I promised myself no threads on here today, but I think this one's a little more justified. Is it acceptable to hint at a twist or turn of events in a 1st person narrative, or is this a trick best reserved for 3rd? Let's say the twist involves someone who the MC trusted, turning out to be a baddie. So you might have a conversation between the two main leads, and the paragraph goes something like: 'You're paranoid!' I said. 'We can trust this guy.' I couldn't have known it at the time, but nothing could have been further from the truth. Would it seem odd to then continue writing as if the MC believed the guy in question was trustworthy? Or would I have to reveal the guy's untrustworthiness immediately?
I think it depends very much if the story is written in the present, or if it starts in the future, looking back on events. In the present, the POV character obviously knows nothing about the baddie so I'd say the hint would be unjustified. From a point in the future you can (and possibly should) insert comments. By the nature of the hint, the reader is left in no doubt that this guy is a baddie.
This could get confusing as we're now talking about present, past, and past-perfect. All I can say is that I try to write as though I'm sat face to face with someone, telling them a story of something that happened in the past. And I think that has just answered my own question. Or has it? If I declare that my judgement had been wrong, would I then return to telling the story as though I still didn't know my judgement had been wrong? I wouldn't, would I?
Personally, I'm not a fan of telegraphing the future of the story in that way. There are ways to foreshadow which will be more subtle. The reader will see the line/s and not think anything of it, then when the events transpire, they will have an Aha moment. Also, it depends on the voice of the narrator. If this is the style you like, and it fits, then by all means, telegraph away. There's nothing inherently bad about it. It's a style thing.

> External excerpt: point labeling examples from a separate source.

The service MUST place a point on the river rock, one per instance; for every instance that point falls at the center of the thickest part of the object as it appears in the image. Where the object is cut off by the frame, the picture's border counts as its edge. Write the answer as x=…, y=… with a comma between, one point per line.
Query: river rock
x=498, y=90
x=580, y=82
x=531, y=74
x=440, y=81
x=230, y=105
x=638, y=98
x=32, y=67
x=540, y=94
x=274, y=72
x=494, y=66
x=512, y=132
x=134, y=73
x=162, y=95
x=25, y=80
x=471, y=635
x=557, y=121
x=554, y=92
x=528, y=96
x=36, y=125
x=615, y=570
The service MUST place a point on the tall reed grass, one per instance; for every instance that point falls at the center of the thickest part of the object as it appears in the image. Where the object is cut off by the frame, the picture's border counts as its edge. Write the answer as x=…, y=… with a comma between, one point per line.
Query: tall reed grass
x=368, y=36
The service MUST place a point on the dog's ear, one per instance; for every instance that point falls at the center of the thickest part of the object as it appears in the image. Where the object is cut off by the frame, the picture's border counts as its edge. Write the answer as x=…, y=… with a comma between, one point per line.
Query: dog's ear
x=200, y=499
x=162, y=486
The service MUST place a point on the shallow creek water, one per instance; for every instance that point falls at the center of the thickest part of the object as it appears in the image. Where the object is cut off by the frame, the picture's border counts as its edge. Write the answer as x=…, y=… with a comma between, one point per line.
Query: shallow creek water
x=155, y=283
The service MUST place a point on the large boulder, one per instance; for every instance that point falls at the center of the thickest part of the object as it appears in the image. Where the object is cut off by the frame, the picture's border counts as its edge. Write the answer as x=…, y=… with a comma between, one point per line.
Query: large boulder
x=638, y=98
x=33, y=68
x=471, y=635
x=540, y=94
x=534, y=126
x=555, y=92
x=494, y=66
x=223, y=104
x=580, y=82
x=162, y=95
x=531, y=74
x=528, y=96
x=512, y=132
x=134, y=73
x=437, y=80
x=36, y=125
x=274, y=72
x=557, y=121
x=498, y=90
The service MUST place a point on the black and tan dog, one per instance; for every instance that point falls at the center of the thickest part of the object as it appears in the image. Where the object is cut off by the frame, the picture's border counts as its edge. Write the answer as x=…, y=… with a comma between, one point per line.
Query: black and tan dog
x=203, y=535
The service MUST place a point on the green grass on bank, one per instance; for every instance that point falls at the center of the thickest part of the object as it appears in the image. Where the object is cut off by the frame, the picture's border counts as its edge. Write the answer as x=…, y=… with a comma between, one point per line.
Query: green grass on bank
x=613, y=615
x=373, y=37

Agreed. I think unless I'm clearly reading a story recounting a past event, mentioning things that the character can't possibly be aware of at the time is distracting and edges into infodump territory.
But that's the thing. No story told in past tense is ever really told in true past tense, otherwise it would be full of past-perfect verbs. I think I'll leave it out.

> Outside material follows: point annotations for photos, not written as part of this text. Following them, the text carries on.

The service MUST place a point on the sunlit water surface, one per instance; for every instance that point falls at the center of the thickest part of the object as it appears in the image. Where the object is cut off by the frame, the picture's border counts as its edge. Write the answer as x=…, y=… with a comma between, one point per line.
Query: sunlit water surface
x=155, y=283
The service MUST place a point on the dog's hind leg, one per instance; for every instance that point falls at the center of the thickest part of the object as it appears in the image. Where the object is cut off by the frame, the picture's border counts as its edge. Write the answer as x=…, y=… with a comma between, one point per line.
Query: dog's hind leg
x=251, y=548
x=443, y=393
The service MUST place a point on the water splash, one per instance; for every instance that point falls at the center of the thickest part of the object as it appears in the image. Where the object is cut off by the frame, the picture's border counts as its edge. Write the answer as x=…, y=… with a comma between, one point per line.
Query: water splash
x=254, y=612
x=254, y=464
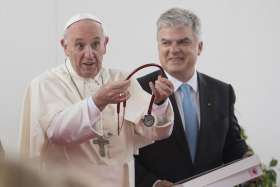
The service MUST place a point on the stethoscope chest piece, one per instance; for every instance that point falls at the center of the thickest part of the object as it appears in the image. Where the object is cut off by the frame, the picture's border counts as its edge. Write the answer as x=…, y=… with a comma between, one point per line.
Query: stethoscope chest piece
x=149, y=120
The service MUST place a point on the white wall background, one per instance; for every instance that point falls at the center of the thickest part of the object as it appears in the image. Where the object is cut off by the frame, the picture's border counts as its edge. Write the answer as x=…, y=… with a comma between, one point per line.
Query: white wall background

What? Past tense is really passed tense. Your example was past tense. Don't confuse yourself over this.
If the rest of the book's narrative has already been in a conversational style (one of the Dresden Files books opens with The building was on fire, and it wasn't my fault. We later find out that Dresden is lying to us ), then this could work, but I think the best was to handle it specifically is to either 1) make it short and blunt (longer sentences aren't as tense as shorter ones), 2) don't say explicitly "it went wrong," and/or 3) have the narrator be on the defensive: 'You're paranoid!' I said. 'We can trust this guy.' So I was wrong for once. Sue me.
Maybe, to avoid being so blatant, you could possibly say: 'You're paranoid!' I said. 'We can trust this guy.' But I wondered if I was trying to convince him or myself. 'You're paranoid!' I said. 'We can trust this guy.' But I wondered if at some level he was right. ...or something similar yet even subtler.

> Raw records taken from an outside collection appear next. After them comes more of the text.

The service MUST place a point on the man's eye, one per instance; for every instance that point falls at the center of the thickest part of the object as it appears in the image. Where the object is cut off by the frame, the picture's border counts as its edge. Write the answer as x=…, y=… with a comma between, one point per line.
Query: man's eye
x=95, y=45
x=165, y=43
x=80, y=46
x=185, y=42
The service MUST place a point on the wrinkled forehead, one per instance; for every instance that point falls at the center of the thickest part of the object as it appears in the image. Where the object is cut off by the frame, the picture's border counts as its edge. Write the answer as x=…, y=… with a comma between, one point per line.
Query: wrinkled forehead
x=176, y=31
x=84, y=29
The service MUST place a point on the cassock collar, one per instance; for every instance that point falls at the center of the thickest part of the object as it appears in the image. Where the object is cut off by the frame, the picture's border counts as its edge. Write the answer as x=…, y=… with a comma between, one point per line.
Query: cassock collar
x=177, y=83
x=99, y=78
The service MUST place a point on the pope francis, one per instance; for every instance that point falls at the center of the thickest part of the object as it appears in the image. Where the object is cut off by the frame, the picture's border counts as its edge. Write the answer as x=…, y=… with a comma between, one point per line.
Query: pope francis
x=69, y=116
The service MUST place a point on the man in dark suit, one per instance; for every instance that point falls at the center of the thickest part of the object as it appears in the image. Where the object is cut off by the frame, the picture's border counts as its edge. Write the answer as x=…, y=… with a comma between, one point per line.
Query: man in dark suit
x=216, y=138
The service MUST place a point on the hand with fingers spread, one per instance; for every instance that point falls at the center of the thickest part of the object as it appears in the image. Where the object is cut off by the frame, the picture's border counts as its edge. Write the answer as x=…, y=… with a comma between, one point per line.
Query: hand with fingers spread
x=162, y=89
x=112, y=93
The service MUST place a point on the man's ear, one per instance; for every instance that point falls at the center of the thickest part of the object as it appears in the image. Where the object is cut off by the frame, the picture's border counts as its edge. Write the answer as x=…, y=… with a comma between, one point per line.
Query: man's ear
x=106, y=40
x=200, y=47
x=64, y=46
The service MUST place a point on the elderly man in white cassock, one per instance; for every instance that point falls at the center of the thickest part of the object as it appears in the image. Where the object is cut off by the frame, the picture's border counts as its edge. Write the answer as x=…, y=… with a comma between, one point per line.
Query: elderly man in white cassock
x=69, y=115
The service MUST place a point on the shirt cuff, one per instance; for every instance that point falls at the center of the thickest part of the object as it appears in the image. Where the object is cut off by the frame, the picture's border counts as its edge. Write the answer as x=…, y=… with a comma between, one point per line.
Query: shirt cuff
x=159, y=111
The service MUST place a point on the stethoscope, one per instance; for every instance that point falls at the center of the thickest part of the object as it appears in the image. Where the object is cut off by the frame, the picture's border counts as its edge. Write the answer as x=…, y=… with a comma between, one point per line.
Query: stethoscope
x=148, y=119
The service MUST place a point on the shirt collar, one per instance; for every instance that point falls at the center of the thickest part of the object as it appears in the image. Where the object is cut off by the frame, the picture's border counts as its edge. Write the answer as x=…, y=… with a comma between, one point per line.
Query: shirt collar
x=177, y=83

The more I think about it, the more inclined I am to keep it, as it would hopefully get a, "Ooh, why, what happened? Tell me more.' kind of response from the reader.
Yes, I know what you mean, but this is a different dynamic. It avoids breaking the fourth wall by revealing I had my doubts, rather than explicitly admit I'd been wrong. What my example does is switch to the present to reveal I'd been wrong at the time, then return to the past where I don't yet know I was wrong. I suppose either or any of the suggestions would work. Thank you all.
If you like it, I think you should definitely keep it. When you finish the story, go back and reevaluate it. If you still like it, keep it. There's nothing wrong with what you have.
This is another of those times when you need to be aware of three distinct times for your novel - the time the story's happening, the time the narration's happening, and the time the reading's happening. I think you need to keep these three consistent through the whole book, unless there's a DAMN good reason not to. So if you've set up the story that the narration's time is a good bit after the story's time, I think it's fine to throw in a few comments that the MC wouldn't have known as the story is happening. But I think you need to establish this as your storytelling framework and be consistent with it. So don't have a single usage of language that refers to a separate time frame for the narrative and never use it again, and watch your use of "now" or other time signifiers that might be confusing if there's both a story "now" and a narration "now", etc.
'You're paranoid!' I said. 'We can trust this guy.' And I wasn't wrong. I mean, what exactly is trust anyways? Sure you trust your babysitter to watch your kid, but you can also trust a kidnapper to steal one! So you see, it wasn't that we couldn't trust him, its what we could trust him to do that I was off on.
Very good point. I've tagged the paragraph in question with [NOT SURE ABOUT THIS] to make it easier to find. Luckily its removal will not make one iota of difference to the continuity or plot, so it can just lift right out if needs be.
I think this is what I was getting at earlier. Of course as usual @BayView expressed it much more clearly!